Importantly, the study revealed that cognitive distancing led to alterations in reinforcement learning processes. Distanced participants exhibited higher inverse temperature values, indicating a decreased level of stochasticity in their choices. In other words, they were more likely to consistently choose the option that had a higher expected reward, rather than making more exploratory or random choices. Distanced participants also demonstrated increased sensitivity to negative feedback.
“We found evidence that, compared to control participants, participants practicing cognitive distancing had higher negative learning rates, which means that they more quickly replaced old information about the value of certain choices with new information when that information was negative (i.e., being told that choice was ‘incorrect’),” Dercon explained.

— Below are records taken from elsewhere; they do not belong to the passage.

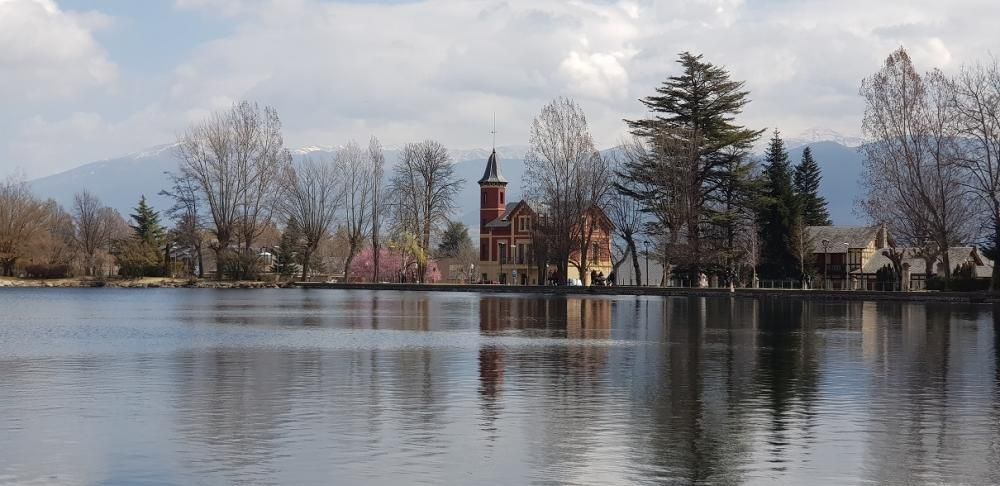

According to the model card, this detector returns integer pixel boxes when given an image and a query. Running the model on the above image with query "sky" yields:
[0,0,1000,178]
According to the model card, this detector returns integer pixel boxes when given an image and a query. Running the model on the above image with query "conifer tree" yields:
[618,52,762,282]
[131,196,166,246]
[758,130,799,278]
[795,147,832,226]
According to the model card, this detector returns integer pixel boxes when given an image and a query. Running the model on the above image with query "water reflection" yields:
[0,291,1000,484]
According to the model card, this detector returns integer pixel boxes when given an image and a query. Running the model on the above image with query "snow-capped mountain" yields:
[31,129,861,233]
[785,128,864,148]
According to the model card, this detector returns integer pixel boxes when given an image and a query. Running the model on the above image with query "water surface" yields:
[0,289,1000,485]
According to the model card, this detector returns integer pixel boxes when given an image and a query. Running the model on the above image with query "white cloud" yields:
[0,0,118,102]
[174,0,250,16]
[0,0,1000,178]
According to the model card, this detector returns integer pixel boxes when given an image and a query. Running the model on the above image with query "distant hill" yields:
[31,142,861,232]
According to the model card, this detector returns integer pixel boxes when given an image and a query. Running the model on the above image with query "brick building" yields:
[479,150,613,285]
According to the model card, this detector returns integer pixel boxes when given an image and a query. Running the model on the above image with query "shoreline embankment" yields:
[295,282,1000,304]
[7,279,1000,304]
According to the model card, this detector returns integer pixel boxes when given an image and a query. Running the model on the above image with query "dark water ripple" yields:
[0,289,1000,485]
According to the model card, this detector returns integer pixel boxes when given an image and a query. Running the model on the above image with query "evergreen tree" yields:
[131,196,166,247]
[795,147,833,226]
[437,221,472,258]
[618,52,761,275]
[758,130,799,278]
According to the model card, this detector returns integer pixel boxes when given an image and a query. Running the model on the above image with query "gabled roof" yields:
[806,226,880,253]
[486,201,524,228]
[861,246,993,278]
[479,149,507,185]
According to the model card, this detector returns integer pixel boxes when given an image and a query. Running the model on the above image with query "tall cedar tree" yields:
[621,52,762,275]
[437,221,472,258]
[758,130,799,278]
[795,147,833,226]
[130,196,166,247]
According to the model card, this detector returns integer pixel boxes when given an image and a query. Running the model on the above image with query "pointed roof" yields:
[479,149,507,185]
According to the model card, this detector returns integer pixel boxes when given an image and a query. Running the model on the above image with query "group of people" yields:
[546,270,615,287]
[590,270,615,287]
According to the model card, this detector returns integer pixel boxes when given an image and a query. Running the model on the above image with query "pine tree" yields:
[795,147,832,226]
[618,52,762,275]
[758,130,799,278]
[131,196,166,247]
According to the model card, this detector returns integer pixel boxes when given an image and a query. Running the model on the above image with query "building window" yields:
[847,248,861,271]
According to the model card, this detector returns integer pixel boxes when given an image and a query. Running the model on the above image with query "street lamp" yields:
[640,240,649,287]
[821,238,830,290]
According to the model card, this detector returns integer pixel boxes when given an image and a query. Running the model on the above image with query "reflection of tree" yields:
[479,346,504,438]
[755,299,819,470]
[865,303,1000,484]
[479,296,612,339]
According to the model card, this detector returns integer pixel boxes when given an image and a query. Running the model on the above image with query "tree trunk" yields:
[194,245,205,278]
[302,248,312,282]
[344,243,358,283]
[625,236,649,285]
[212,245,226,282]
[990,223,1000,292]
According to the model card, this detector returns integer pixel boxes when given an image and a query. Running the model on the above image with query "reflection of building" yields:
[566,298,611,339]
[479,150,612,285]
[479,297,612,339]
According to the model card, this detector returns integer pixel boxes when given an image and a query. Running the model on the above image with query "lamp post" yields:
[821,238,830,290]
[640,240,649,287]
[840,241,851,290]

“This is counterintuitive, given we would expect biases towards negative information to be associated with poorer mental health. However, in the context of our experiment, this was not associated with worse performance – in fact, those in the distancing group on average performed slightly better in the task.”
“In exploratory analyses, we found some clues as to why this may be the case – this bias (relative to control participants) appeared to emerge later in the task, when some learning had taken place, and so negative information may be rarer but also potentially more informative. This is why we speculate that this may represent more effective engagement with negative information.”

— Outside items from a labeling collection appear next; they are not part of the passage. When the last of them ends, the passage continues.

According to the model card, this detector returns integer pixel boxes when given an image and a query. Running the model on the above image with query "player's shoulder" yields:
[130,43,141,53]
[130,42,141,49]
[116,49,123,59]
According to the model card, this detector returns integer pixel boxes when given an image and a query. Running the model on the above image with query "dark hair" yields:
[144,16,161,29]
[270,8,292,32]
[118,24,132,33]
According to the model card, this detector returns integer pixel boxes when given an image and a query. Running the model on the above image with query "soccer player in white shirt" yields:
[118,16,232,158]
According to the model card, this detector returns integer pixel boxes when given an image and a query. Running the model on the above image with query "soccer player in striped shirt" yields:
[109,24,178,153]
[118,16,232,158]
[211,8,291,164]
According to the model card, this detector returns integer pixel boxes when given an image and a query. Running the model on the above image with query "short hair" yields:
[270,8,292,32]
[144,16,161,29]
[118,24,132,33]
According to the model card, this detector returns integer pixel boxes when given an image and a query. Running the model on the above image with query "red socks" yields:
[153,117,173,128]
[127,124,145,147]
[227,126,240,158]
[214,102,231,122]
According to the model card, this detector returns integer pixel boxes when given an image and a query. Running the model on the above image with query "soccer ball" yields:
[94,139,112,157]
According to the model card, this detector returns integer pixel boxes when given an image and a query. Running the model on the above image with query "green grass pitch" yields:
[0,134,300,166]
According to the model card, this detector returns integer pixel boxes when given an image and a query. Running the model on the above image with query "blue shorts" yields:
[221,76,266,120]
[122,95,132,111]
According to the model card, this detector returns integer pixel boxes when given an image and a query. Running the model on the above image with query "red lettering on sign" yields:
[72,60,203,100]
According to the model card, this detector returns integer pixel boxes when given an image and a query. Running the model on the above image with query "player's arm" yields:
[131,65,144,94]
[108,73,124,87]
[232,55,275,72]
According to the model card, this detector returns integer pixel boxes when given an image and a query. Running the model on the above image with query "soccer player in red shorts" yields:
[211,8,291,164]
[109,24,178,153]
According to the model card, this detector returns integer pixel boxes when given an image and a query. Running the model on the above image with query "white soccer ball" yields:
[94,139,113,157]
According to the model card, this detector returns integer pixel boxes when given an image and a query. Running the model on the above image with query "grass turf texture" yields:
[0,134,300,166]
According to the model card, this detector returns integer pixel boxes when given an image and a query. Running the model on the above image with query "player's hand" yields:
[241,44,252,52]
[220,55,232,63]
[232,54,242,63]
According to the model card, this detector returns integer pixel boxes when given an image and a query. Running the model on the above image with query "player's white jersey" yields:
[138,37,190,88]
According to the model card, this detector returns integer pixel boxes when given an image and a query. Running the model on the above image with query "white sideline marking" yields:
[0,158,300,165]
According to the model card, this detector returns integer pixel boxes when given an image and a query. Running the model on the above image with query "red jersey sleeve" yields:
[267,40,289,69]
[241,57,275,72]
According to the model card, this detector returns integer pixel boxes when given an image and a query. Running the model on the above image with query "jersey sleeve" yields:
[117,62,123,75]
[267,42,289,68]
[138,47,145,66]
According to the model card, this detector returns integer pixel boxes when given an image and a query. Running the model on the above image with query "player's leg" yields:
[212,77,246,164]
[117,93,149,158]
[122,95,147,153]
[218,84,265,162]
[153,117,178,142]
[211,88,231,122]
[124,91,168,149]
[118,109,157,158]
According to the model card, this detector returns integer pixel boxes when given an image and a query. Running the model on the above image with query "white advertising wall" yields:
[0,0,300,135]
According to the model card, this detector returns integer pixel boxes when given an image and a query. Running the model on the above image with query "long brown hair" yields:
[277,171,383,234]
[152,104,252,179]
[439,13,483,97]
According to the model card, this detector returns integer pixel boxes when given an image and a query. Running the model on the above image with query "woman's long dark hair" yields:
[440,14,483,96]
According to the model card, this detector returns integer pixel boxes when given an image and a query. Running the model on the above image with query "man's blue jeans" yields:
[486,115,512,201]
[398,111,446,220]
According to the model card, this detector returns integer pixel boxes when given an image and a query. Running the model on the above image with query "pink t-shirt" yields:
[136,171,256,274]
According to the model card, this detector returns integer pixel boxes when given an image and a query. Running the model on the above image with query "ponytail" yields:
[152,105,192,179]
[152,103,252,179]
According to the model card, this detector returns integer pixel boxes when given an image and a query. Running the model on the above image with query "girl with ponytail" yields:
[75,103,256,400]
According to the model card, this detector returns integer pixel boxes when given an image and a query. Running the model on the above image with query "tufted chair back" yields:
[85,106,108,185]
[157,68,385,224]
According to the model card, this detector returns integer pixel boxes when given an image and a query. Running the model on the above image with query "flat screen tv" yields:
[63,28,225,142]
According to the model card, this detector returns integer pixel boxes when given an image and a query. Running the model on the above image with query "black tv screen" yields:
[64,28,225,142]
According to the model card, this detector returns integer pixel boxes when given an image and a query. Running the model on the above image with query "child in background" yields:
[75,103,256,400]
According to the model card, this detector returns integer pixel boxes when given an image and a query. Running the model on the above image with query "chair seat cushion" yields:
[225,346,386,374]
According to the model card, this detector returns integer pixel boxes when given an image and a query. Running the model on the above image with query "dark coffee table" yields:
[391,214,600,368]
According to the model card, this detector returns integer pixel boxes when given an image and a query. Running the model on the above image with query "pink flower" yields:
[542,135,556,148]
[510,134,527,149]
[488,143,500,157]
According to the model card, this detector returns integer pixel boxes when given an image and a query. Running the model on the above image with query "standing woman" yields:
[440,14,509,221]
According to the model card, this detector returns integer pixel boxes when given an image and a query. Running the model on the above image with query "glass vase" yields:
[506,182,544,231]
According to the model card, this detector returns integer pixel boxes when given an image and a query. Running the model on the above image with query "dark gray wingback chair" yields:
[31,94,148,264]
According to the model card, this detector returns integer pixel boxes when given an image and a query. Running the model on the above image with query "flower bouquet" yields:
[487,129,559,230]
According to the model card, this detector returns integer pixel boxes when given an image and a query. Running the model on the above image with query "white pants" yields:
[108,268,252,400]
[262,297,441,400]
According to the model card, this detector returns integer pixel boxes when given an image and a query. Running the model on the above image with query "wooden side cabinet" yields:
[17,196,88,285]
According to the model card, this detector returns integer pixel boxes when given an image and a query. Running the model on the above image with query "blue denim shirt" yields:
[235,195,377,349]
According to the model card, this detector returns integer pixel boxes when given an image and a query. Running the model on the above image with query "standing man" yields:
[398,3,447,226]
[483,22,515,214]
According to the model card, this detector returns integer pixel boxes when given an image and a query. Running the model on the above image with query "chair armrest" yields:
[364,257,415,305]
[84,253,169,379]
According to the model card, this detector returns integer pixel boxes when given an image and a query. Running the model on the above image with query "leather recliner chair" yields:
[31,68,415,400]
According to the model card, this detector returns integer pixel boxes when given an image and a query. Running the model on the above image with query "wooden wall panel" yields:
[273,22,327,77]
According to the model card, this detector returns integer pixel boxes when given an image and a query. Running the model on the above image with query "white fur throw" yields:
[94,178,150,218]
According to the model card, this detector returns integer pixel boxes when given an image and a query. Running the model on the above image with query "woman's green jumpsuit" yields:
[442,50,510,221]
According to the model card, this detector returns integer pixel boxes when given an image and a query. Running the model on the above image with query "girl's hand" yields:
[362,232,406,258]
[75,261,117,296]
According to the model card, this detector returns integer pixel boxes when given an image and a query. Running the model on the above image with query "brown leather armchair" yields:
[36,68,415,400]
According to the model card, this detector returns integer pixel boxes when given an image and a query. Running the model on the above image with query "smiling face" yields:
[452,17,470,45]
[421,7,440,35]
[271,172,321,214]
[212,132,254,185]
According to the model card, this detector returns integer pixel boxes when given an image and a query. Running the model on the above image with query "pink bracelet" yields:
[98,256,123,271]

Previous studies have found that the use of antidepressant medications can also lead to heightened sensitivity to negative outcomes. This indicates that psychological interventions like cognitive distancing and pharmaceutical treatments such as antidepressants might share a common mechanism.
While the new study provides important insights into the effects of cognitive distancing on decision-making, the research has a few limitations to consider. Dercon highlighted three significant caveats. Firstly, the participants recruited for the study represented the general population, encompassing a variety of psychiatric symptoms. Therefore, the conclusions drawn from this research might not directly extend to clinical populations that specifically receive psychological interventions.
Secondly, “this is an acute intervention (and a subtle one at that) – it cannot be seen as analogous to the effects of long-term psychological therapy.” Lastly, the researchers were unable to assess how effectively individuals were applying cognitive distancing during the study. Consequently, substantial variations likely existed among participants within the group practicing cognitive distancing.
These limitations underscore the need for further research to unravel the interactions between cognitive interventions, psychological processes, and mental health outcomes, Dercon explained: “Do psychological interventions such as distancing modulate learning processes similarly in those with high levels of (e.g., depression) symptoms? Do changes in learning processes mediate the positive effects of psychotherapeutic techniques such as distancing longitudinally? What factors predict how well an individual can engage with and benefit from psychotherapeutic techniques such as distancing, and psychological therapies more broadly?”
The study, “A core component of psychological therapy causes adaptive changes in computational learning mechanisms“, was authored by Quentin Dercon, Sara Z. Mehrhof, Timothy R. Sandhu, Caitlin Hitchcock, Rebecca P. Lawson, Diego A. Pizzagalli, Tim Dalgleish, and Camilla L. Nord.